Professional militaries, whether Caesar’s legions, Napoleon’s Grande Armee or today’s All Volunteer Force, have always contained a very high percentage of grizzled old veterans. That is one reason they are so good. These warriors generally bear the brunt of combat operations. It is important to pay homage to the American veterans now in Iraq, many of whom fought in the first Gulf War.
Not all the veterans in the U.S. military are living, breathing soldiers, sailors, marines or airmen. Much of the hardware deployed to Iraq qualifies for veteran status too. Often the crew driving the vehicles or flying the airplanes are younger than their machines. Some systems, such as the venerable B-52, are almost ready for Social Security. Most of this equipment has performed well in recent conflicts, sometimes even spectacularly.

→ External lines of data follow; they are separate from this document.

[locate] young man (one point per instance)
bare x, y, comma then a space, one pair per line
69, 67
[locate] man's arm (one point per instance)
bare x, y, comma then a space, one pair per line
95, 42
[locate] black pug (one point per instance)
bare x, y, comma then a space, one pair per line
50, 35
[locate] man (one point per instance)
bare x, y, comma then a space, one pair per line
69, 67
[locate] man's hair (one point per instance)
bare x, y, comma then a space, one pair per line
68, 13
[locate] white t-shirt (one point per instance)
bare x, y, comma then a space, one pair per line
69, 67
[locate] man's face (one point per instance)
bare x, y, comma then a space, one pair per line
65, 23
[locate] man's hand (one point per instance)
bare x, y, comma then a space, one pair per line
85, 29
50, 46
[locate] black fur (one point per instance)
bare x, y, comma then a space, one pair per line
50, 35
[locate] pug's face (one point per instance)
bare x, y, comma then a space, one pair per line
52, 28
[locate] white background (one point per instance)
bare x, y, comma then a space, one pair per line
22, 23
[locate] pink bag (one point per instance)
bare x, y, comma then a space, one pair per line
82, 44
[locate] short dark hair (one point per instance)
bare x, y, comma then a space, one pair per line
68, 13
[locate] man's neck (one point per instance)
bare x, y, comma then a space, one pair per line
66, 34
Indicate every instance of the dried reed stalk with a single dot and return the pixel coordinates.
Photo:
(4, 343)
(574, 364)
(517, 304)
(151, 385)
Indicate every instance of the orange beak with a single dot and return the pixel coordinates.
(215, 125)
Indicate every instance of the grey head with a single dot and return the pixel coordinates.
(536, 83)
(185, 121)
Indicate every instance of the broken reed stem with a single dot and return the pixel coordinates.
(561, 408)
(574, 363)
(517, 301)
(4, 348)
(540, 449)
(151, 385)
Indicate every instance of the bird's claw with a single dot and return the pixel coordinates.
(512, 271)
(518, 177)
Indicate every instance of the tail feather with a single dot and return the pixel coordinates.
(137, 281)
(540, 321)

One veteran piece of hardware (actually a platform) which has performed magnificently in Iraq is a helicopter, the OH-58D Kiowa Warrior. Like many “military families” the Kiowa Warrior’s older kin have fought in every major American conflict since the 1960s. The Kiowa Warrior was deployed in 1991. It was the first fully digitized helicopter with a low light television, thermal imaging system, and laser range finder/designator incorporated into an above the rotor Mast Mounted Sight. The Kiowa Warrior both provides reconnaissance, command and control, and target acquisition and designation for other forces and, with its array of weapons, conducts direct fire support to ground forces.
There are approximately 375 OH-58Ds in service today with about 120 deployed in support of operations in Iraq. By most accounts they are the premier rotary wing platform in theater. The speed, maneuverability, sensor suite and variable weapons load out of the OH-58D makes it a highly prized reconnaissance platform. According to one Kiowa Warrior crewman, the vehicle is particularly well-suited for the Iraq environment. “The war was fought in lightly wooded, suburban and urban terrain, not against columns of enemy armor but infantry embedded in small communities and towns. With reduced visibility and close fighting the norm, the team tactics of the Kiowa Warrior units proved extremely effective and lethal.”
The Army is planning to buy a new armed reconnaissance helicopter (ARH) to replace the Kiowa Warrior. The new helicopter will be a Non-Developmental Item, meaning that the aircraft and associated support equipment must be currently available for purchase. The availability of a large installed supply and maintenance base for this new helicopter is an important consideration in source selection. Two other critical features of the ARH will be its avionics package and its surveillance/reconnaissance systems. Operation Iraqi Freedom has shown the importance of maneuverability and multi-spectral sensing to the performance of the armed reconnaissance mission. The best homage the Army could give to the Kiowa Warrior would be to ensure that the ARH was built in its predecessor’s image, but even better.